Hongkongers clamour for next issue of Charlie Hebdo
PUBLISHED : Thursday, 15 January, 2015, 2:42am
UPDATED : Thursday, 15 January, 2015, 2:42am
Danny Lee [email protected]
A man buys multiple copies of Charlie Hebdo as people queue at a newsstand in Paris. The magazine's normal print run of 60,000 has been expanded to five million. Photo: AP
Charlie Hebdo, the French satirical magazine that was the target of a bloody terrorist attack, will go on sale in Hong Kong today as part of a special print run that has now reached five million copies.
Parenthèses bookstore on Wellington Street has been taking orders from the city's 17,000-strong French expatriate community since Tuesday after word spread that it would be stocking the magazine, which normally has a print run of just 60,000. This issue's print run has already been increased from three million.

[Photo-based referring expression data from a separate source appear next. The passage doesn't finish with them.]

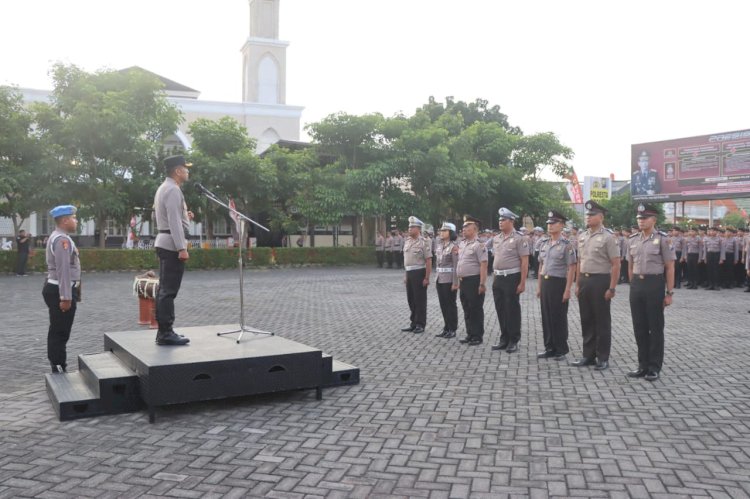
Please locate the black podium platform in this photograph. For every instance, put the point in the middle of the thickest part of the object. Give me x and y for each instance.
(209, 367)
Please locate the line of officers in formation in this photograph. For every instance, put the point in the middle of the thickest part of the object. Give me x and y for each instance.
(588, 264)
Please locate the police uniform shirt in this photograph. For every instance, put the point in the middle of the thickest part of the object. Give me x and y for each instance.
(446, 263)
(63, 264)
(379, 243)
(509, 249)
(416, 251)
(171, 215)
(693, 244)
(471, 253)
(556, 257)
(648, 254)
(596, 251)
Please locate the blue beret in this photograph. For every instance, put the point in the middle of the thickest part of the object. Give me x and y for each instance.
(63, 210)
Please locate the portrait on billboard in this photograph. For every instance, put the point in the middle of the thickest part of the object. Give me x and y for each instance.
(645, 180)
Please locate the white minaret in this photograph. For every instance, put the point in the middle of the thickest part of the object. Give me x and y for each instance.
(264, 56)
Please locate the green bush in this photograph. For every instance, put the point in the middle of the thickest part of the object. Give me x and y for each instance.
(137, 260)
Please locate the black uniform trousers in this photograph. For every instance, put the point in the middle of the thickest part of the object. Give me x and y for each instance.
(23, 258)
(728, 271)
(712, 268)
(448, 307)
(171, 269)
(508, 306)
(60, 324)
(596, 319)
(692, 269)
(677, 269)
(416, 295)
(473, 304)
(647, 309)
(554, 314)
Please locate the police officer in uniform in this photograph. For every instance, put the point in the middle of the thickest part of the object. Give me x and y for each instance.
(472, 276)
(511, 266)
(557, 268)
(173, 221)
(62, 287)
(650, 254)
(596, 279)
(446, 256)
(418, 266)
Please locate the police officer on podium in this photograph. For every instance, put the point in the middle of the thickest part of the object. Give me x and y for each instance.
(511, 266)
(650, 254)
(596, 278)
(62, 287)
(173, 221)
(418, 266)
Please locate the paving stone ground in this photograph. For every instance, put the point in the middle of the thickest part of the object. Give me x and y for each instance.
(430, 418)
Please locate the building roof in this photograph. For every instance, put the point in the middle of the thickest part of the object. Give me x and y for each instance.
(171, 87)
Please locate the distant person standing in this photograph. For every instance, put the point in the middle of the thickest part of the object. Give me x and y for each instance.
(23, 243)
(172, 219)
(63, 285)
(472, 276)
(557, 268)
(380, 248)
(596, 279)
(651, 254)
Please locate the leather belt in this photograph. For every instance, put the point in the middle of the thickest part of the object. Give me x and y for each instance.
(507, 271)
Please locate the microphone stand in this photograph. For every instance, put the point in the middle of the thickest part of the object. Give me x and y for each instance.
(243, 218)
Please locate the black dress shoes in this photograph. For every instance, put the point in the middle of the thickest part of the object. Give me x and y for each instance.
(583, 362)
(171, 338)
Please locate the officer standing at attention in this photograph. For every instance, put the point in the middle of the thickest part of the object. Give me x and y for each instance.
(472, 276)
(63, 285)
(418, 265)
(650, 254)
(446, 256)
(511, 266)
(557, 268)
(379, 248)
(172, 219)
(596, 279)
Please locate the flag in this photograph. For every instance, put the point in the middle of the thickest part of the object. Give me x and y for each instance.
(235, 216)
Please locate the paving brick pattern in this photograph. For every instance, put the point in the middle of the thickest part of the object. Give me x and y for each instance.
(431, 418)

Hong Kong will be one of the few - if not the only - places in Asia where the magazine will be on sale. The cover of the new issue features a cartoon of the Prophet Mohammed holding a sign that reads "Je suis Charlie", and the headline, in French, "All is forgiven".
However, a local Muslim community leader said the sale of the magazine in the city could provoke anger.

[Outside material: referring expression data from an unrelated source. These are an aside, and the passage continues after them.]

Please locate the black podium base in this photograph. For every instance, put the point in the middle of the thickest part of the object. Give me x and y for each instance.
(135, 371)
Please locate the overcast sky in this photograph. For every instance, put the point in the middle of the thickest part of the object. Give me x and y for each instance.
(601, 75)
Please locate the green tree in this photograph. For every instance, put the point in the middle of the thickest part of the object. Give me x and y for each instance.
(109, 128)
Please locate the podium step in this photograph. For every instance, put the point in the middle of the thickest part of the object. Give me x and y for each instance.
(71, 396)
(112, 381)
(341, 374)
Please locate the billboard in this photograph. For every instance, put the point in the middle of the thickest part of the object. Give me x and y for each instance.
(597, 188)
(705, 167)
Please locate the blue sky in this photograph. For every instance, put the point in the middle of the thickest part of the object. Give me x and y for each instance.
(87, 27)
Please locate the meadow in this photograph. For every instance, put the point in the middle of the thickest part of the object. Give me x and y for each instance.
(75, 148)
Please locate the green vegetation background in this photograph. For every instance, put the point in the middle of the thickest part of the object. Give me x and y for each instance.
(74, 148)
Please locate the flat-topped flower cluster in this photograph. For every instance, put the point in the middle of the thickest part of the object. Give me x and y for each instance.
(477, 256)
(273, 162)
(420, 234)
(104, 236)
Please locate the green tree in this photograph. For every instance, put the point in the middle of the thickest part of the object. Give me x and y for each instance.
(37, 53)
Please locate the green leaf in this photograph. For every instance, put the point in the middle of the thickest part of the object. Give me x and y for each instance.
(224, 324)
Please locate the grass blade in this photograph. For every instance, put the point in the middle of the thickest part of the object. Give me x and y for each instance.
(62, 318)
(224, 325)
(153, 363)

The delivery of the French-language edition is part of a special print run in tribute to 12 people killed in the January 7 massacre when two gunmen stormed the magazine's Paris office. As of Tuesday evening, 150 orders had been placed for the edition, which has a cover price of HK$50.
The bookstore's Swiss owner, Madeline Progin, told the South China Morning Post: "Orders keep coming. Yesterday [Tuesday] morning we had about 30 orders, now we have about 150.
"We have an order for 200, but you know, maybe they cannot print so quickly, so we may receive tomorrow only half our order and the rest by the end of the week."
Progin said she was not worried for the safety of herself, the store, its staff or its customers.
"I've never felt any threat of any kind here," she explained.
Qamar Minhas, chairman of the Incorporated Trustees of the Islamic Community Fund of Hong Kong, said: "This edition will cause a new wave of hatred.
"Muslims will be hurt and upset but our reaction must be our teaching of our Prophet … enduring tolerance, patience and mercy."
Progin said the magazine used to have some subscribers in Hong Kong but the lack of distribution for such a specialist publication meant it was not possible to obtain it regularly.
"We don't sell Charlie Hebdo generally, because we don't have customers for it," she said.
"At the beginning … I contacted [the supplier] and I said I would order about 50 originally, so I think 200 is a lot.
"There are many young French people in Hong Kong I think and many people who want to support [the magazine]."